Obama, in a visit to a job training centre in Maryland, said the loan guarantees to the energy giant, Southern Company, would help launch the first wave of construction of new reactors in nearly 30 years as well as advance his energy and climate agenda.
"Even though we have not broken ground on a new nuclear plant in nearly 30 years, nuclear energy remains our largest source of fuel that produces no carbon emissions," he said. "To meet our growing energy needs and prevent the worst consequences of climate change, we'll need to increase our supply of nuclear power. It's that simple."
The loans would commit the US government to repaying Southern's loans if the company defaults. The guarantees cover some 70% of the estimated $8.8bn cost of building the two new reactors at the company's Vogtle plant, which is east of Atlanta.
White House officials said today's announcement reinforced Obama's pledge in his state of the union address last month to expand America's use of nuclear energy and to open up offshore drilling.
Obama has also asked Congress in his budget request to triple loan guarantees for the nuclear industry to $54bn from the current $18.5bn.
Obama's pledge to the nuclear industry was seen as part of a strategy to win Republican support for a climate and energy bill that has stalled in the Senate. Expanding America's reliance on nuclear power – which currently supplies about 20% of electricity – is one of the few elements of Obama's energy and climate agenda to win broad-based support.
A number of Republican senators have demanded Obama help fund the construction of 100 new nuclear plants over the next decade.
Lindsey Graham, the Republican who is working closely with Democrats to draft a compromise cap and trade bill, is also on board with a greater role for nuclear power. His state, South Carolina, gets nearly half of its electricity from nuclear power.
But the subsidies for the nuclear industry have made some senators as well as environmental organisations uneasy. "It's a heck of a lot of money," said the Vermont senator, Bernie Sanders, who is an independent. "The construction of new nuclear plants may well be the most expensive way to go."
The administration is also stuck on a solution for nuclear waste, after shutting down plans to bury the waste in the Yucca Mountain range in Nevada. The administration last month set up a panel to recommend new waste disposal solution.

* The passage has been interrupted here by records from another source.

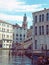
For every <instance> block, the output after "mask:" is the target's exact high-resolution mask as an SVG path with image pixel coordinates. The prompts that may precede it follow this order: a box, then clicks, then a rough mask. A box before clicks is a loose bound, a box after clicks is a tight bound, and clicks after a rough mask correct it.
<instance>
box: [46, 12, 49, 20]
mask: <svg viewBox="0 0 49 65" xmlns="http://www.w3.org/2000/svg"><path fill="white" fill-rule="evenodd" d="M46 21H49V13H47V14H46Z"/></svg>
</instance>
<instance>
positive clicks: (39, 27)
mask: <svg viewBox="0 0 49 65" xmlns="http://www.w3.org/2000/svg"><path fill="white" fill-rule="evenodd" d="M39 35H41V26H39Z"/></svg>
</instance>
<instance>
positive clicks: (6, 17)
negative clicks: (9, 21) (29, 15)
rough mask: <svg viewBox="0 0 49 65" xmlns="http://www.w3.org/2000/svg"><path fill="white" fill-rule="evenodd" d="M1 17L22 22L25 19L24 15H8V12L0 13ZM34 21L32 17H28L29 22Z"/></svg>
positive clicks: (11, 20)
mask: <svg viewBox="0 0 49 65" xmlns="http://www.w3.org/2000/svg"><path fill="white" fill-rule="evenodd" d="M0 19H1V20H10V21H17V22H22V21H23V16H22V15H7V14H2V13H0ZM28 21H32V19H31V17H29V16H28V17H27V22H28Z"/></svg>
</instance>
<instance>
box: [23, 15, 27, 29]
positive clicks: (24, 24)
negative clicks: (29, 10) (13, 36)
mask: <svg viewBox="0 0 49 65" xmlns="http://www.w3.org/2000/svg"><path fill="white" fill-rule="evenodd" d="M22 27H23V28H24V29H26V28H27V16H26V14H24V17H23V24H22Z"/></svg>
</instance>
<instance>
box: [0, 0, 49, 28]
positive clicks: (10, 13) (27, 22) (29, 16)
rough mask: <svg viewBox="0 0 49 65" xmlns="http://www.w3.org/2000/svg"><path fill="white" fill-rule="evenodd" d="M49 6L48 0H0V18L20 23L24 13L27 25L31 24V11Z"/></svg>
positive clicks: (1, 18) (23, 14)
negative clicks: (26, 22)
mask: <svg viewBox="0 0 49 65" xmlns="http://www.w3.org/2000/svg"><path fill="white" fill-rule="evenodd" d="M44 8H49V0H0V20H3V21H6V22H9V23H11V24H16V23H17V24H19V25H20V26H21V25H22V22H23V16H24V14H25V13H26V16H27V23H28V27H30V26H31V25H32V20H33V17H32V13H33V12H36V11H40V10H43V9H44Z"/></svg>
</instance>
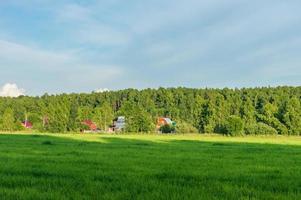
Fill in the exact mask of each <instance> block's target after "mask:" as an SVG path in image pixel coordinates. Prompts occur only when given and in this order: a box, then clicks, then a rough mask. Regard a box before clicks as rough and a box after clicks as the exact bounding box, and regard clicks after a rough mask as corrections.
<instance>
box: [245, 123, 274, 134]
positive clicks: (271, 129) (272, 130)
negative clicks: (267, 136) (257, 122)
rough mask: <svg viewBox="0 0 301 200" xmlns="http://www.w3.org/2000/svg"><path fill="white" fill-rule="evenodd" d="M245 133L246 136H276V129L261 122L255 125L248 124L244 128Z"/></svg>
mask: <svg viewBox="0 0 301 200" xmlns="http://www.w3.org/2000/svg"><path fill="white" fill-rule="evenodd" d="M245 133H246V134H247V135H277V134H278V132H277V130H276V129H274V128H273V127H271V126H269V125H267V124H265V123H262V122H259V123H256V124H250V125H248V126H246V127H245Z"/></svg>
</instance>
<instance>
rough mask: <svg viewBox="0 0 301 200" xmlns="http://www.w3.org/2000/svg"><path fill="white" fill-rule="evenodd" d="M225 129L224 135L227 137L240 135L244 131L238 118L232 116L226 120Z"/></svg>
mask: <svg viewBox="0 0 301 200" xmlns="http://www.w3.org/2000/svg"><path fill="white" fill-rule="evenodd" d="M225 128H226V133H227V134H229V135H232V136H236V135H242V134H243V130H244V122H243V120H242V119H241V118H240V117H238V116H235V115H232V116H230V117H229V118H228V120H227V122H226V124H225Z"/></svg>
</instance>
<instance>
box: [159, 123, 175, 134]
mask: <svg viewBox="0 0 301 200" xmlns="http://www.w3.org/2000/svg"><path fill="white" fill-rule="evenodd" d="M159 130H160V132H161V133H174V132H175V130H176V129H175V127H174V126H172V125H169V124H165V125H163V126H161V127H160V129H159Z"/></svg>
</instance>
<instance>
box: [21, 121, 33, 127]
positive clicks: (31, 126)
mask: <svg viewBox="0 0 301 200" xmlns="http://www.w3.org/2000/svg"><path fill="white" fill-rule="evenodd" d="M22 126H23V127H24V128H28V129H31V128H32V123H31V122H29V121H27V120H26V121H24V122H22Z"/></svg>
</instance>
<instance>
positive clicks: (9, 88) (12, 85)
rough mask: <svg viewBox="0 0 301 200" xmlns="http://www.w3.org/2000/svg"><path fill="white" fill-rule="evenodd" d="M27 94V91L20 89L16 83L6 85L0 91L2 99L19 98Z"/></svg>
mask: <svg viewBox="0 0 301 200" xmlns="http://www.w3.org/2000/svg"><path fill="white" fill-rule="evenodd" d="M24 94H25V90H24V89H22V88H19V87H18V86H17V84H15V83H6V84H5V85H4V86H3V87H2V88H1V89H0V96H1V97H18V96H21V95H24Z"/></svg>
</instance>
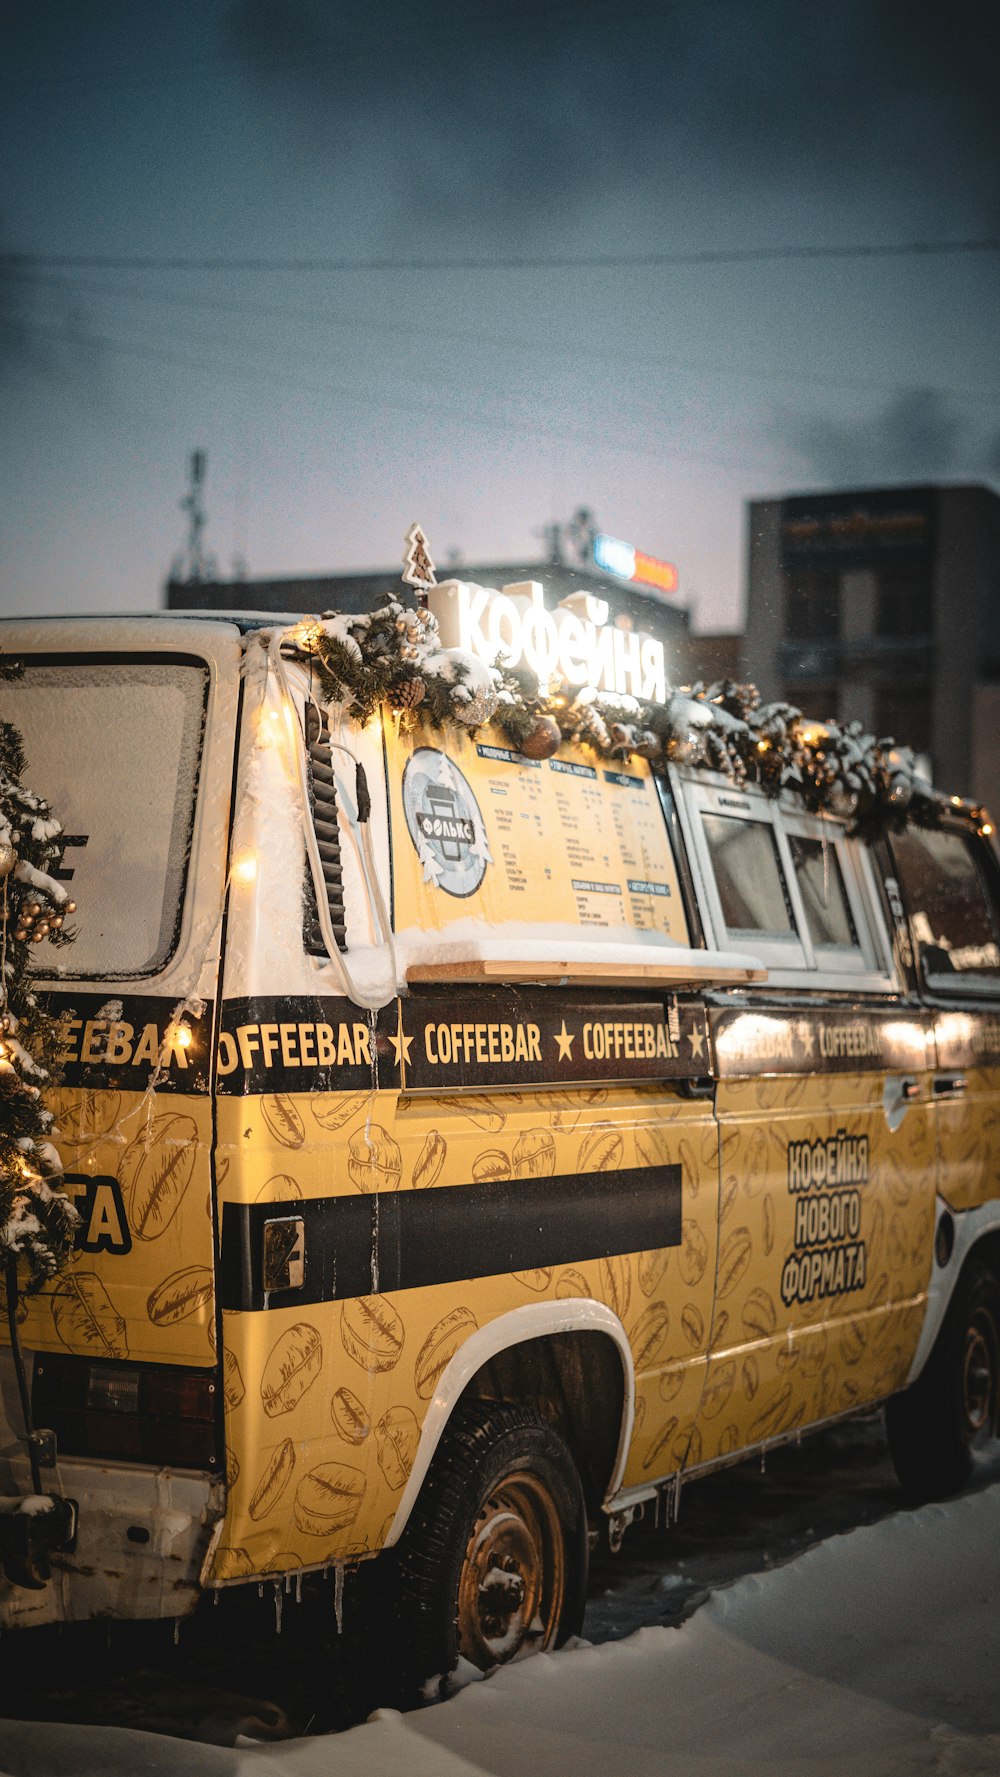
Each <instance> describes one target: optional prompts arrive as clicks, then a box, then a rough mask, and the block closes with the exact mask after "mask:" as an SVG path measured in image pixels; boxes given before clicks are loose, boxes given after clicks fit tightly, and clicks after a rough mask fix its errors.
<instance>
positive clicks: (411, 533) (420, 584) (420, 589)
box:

Obama acknowledged those controversies today, saying: "There will be those who welcome this announcement, and those who strongly disagree with it. The same has been true in other areas of our energy debate, from offshore drilling to putting a price on carbon pollution. But what I want to emphasise is this: even when we have differences, we cannot allow those differences to prevent us from making progress. On an issue which affects our economy, our security, and the future of our planet, we cannot continue to be mired in the same old debates between left and right; between environmentalists and entrepreneurs."
The Southern projects must still win licensing approval.

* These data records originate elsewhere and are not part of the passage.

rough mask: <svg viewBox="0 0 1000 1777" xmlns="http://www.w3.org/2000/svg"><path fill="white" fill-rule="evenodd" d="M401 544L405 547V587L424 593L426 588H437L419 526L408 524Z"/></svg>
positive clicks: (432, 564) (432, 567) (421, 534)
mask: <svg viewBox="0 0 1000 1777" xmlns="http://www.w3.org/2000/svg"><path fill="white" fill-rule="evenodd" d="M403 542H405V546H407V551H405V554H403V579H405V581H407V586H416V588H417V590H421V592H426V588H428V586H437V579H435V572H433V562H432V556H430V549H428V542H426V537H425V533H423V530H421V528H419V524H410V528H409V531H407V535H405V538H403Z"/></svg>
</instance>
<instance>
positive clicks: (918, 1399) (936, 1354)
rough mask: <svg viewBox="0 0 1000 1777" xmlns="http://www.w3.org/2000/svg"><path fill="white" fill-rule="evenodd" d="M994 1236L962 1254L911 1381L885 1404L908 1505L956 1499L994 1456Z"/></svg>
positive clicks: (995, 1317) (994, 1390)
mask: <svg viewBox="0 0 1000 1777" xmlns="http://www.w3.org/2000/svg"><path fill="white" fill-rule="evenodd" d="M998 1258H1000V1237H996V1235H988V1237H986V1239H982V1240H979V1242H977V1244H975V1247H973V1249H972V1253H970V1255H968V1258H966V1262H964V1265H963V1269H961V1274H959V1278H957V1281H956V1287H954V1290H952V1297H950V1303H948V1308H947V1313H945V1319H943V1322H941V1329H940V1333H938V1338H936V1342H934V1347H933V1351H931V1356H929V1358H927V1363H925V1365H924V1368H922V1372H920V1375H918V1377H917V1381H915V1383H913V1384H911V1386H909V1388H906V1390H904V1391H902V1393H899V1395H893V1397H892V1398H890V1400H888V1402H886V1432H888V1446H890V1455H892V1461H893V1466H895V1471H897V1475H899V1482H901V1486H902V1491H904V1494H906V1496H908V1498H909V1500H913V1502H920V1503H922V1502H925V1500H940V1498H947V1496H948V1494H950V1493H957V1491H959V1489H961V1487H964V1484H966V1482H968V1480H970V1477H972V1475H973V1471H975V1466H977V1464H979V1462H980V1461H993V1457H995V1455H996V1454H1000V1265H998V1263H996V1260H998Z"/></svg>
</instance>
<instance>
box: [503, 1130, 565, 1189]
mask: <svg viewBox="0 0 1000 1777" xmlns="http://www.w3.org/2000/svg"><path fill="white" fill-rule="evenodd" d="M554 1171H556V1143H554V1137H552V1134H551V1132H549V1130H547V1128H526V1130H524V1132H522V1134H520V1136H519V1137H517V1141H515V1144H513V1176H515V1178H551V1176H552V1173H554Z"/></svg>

White House officials said the new reactors could come on line by 2016 or 2017, and would generate 2.2GW. Construction alone would create 3,500 jobs, and the plant itself would create 800 operations jobs.
The loan guarantees announced today are the first of some $18.5bn in funding originally approved by Congress in 2005.
Steven Chu, the energy secretary, said the loans were the first of "at least half a dozen, probably more" loans for new nuclear reactor construction. "We have a lot of projects in the pipeline", he told reporters, but did not indicate a time for further announcements.
The Southern reactors are to be built with the new Westinghouse AP1000 design, which Chu said was safer and more economical than the older generation of reactors. "If you lose control, it will not melt down," he said. "Three Mile Island was a partial melt down. It was serious, but on the other hand the containment vessel held."
Chu also disputed a report from the Congressional Budget Office that put the risk of default on loans to the nuclear industry as high as 50%. "We are looking at ways to increase ways of building these projects on time and on budget," he said.